In Ottawa this week the federal government unveiled the federal budget, along with the creation of an advisory council on the implementation of a national pharmacare strategy intended to address gaps in the system.
"Depending on the strategy that is adopted, this could have a impact on private plans, however early indications are that the strategy is intended to fill existing gaps in coverage, not replace the current system." Accompass Vice President Tiina Liivet said.
Former Ontario health minister Eric Hoskins has been pegged to lead the effort. Hoskins was instrumental in introducing OHIP+, Ontario's initiative to subsidize the cost of drugs for children and youth under the age of 25.

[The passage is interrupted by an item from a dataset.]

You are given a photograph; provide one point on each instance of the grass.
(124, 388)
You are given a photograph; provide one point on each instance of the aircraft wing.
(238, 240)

The budget also included a new five-week incentive for the second parent to take parental leave, with EI parental benefits increasing from 35 weeks to 40 weeks.
"The 40 weeks can be shared between parents, however one parent cannot take more than 35 weeks," Liivet explained. "So effectively the additional weeks must be used by the second parent, or they lose it." Liivet further noted that this would not impact benefit plans or any parental top ups, since plans are currently written to reflect the 35 week maximum period for one parent, which is not changing.
The federal budget also signalled the end of health and welfare trusts, leading to either a conversion to employee life and health trusts or a full windup by the end of 2020. The government will be seeking stakeholder input in the process.
Another feature of the budget was confirmation that employee contributions to the enhanced portion of the QPP will be treated as tax deductible, similar to the enhanced CPP. Since contributions to the enhanced portion of the QPP will begin to be phased in starting in 2019, this measure will apply to the 2019 and subsequent taxation years.